HStreaming provides a command shell which is similar to the hadoop shell. The HStreaming Shell can be invoked using the command hstreaming. Following is the help output:
$ hstreaming hstreaming COMMAND where COMMAND is one of: jar <jarFile> [mainClass] args... run a jar file list <comma separated stream tags>... list stream endpoint addresses streamgen <apachelog|netflow> args... run sample stream generator example <twitterwordcount|wordcount|grep> args... run example
The shell simplifies launching streaming processes and allows to interrogate running streaming jobs.
The jar command is similar to the hadoop jar command and allows to launch a class in a provided jar file. HStreaming Shell automatically adds the streaming libraries to the classpath so that the user can launch a streaming job from the command line without requiring the libraries to be deployed in the cluster.
The list command displays the streaming endpoints for stream tags (see also: Stream Endpoints). Typically, the stream tag will be the URL specified when adding the output stream respectively the inbound server streams. Stream tags can be specified as a comma-separated list as shown in the following example:
$ hstreaming list http://localhost:40000
Listing streams for user mapred job_201112120652_0013: OUTBOUND stream [http://localhost:40000]: TASK attempt_201112120652_0013_r_000000_0, ENDPOINT http://node1:40000
If the the stream tag is omitted, the command will return all streams for the current user:
$ hstreaming list
Listing streams for user mapred job_201112120652_0013: OUTBOUND stream: TASK attempt_201112120652_0013_r_000000_0, ENDPOINT http://node1:40000 job_201112120652_0014: INBOUND stream: TASK attempt_201112120652_0014_m_000000_0, ENDPOINT udp://node1:10000 OUTBOUND stream: TASK attempt_201112120652_0014_r_000000_0, ENDPOINT tcp://node1:50000
The parameters -j <jobID> and -u <username> can be used to display streams of a given job respectively to change the particular user to display streams for:
$ hstreaming list -u mapred -j job_201112120652_0013
Listing streams for user mapred and job job_201112120652_0013 job_201112120652_0013: OUTBOUND stream: TASK attempt_201112120652_0013_r_000000_0, ENDPOINT http://node1:40000
The streamgen command allows to generate synthetic workload, e.g., to drive workload for the examples. Streamgen replays various data streams including Apache Log files and netflow files.

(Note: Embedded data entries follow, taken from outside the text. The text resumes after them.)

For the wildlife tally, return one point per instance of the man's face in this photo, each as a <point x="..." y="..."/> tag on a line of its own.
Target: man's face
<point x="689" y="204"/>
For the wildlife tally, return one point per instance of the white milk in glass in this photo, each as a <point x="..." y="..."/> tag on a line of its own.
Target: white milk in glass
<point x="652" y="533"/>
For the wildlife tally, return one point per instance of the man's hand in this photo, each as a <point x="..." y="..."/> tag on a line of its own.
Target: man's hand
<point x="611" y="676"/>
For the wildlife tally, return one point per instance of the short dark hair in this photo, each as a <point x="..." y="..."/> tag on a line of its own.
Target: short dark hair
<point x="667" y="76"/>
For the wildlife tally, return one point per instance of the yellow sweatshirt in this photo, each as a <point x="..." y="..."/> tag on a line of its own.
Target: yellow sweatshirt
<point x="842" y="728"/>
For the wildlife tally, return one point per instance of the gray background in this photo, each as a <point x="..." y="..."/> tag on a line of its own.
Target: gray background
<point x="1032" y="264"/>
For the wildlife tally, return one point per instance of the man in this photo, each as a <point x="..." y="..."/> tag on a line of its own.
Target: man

$ hstreaming streamgen hstreaming streamgen <apachelog|netflow|streamdefinition> [hostname] apachelog feed stream from apachelog sample file netflow feed stream from netflow sample file streamdefinition use custom stream definition (see below) hostname host to stream to/from (only valid for apachelog/netflow)

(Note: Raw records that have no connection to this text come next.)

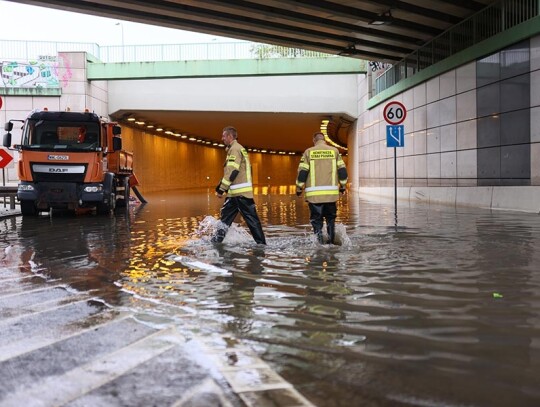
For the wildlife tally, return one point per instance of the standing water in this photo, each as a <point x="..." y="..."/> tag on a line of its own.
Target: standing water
<point x="441" y="308"/>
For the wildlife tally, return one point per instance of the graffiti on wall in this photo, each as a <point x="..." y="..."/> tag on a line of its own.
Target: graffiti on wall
<point x="29" y="74"/>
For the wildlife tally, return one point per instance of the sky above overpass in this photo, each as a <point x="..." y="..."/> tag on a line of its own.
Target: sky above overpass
<point x="33" y="23"/>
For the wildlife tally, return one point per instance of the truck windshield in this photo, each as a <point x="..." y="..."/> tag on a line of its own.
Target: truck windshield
<point x="73" y="136"/>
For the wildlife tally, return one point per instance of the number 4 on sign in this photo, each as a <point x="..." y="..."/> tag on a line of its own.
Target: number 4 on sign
<point x="395" y="136"/>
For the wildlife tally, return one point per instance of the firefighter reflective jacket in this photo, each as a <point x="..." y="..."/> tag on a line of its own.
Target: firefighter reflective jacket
<point x="321" y="173"/>
<point x="236" y="179"/>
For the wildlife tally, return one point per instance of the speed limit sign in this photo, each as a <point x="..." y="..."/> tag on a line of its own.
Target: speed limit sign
<point x="394" y="113"/>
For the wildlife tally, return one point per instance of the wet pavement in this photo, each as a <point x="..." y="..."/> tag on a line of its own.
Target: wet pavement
<point x="439" y="309"/>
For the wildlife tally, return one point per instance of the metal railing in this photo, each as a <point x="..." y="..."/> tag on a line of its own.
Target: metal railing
<point x="43" y="50"/>
<point x="483" y="25"/>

The source code for the stream generator is installed in /usr/share/doc/hstreaming/examples and can be compiled using ant.
HStreaming comes with a variety of examples which are derived from the standard Hadoop’s examples library. The examples can be used to test the streaming system and also to get familiar with coding to the native MapReduce API. The following command shows how to run the Twitter wordcount example:
$ hstreaming example twitterwordcount USERNAME PASSWORD http://twitterfeed:50000
Please replace USERNAME and PASSWORD with your Twitter credentials. The result of the wordcount is exported under the stream identifier “twitterfeed” on port 50000. If you run Hadoop in pseudo-distributed mode you can use a web browser and connect to port 50000 (e.g., http://localhost:50000). If you use a multi-node cluster, you need to determine the node which runs the job either using the job tracker UI or the HStreaming Shell using the command:
$ hstreaming list http://twitterfeed:50000
Alternatively, if you installed the jobtracker plugin, the jobtracker web UI will display a clickable link to the endpoint. Please refer to the HStreaming Installation Guide for instructions for installing the user interface extensions.
The source code for all examples is installed in /usr/share/doc/hstreaming/examples and can be compiled using ant.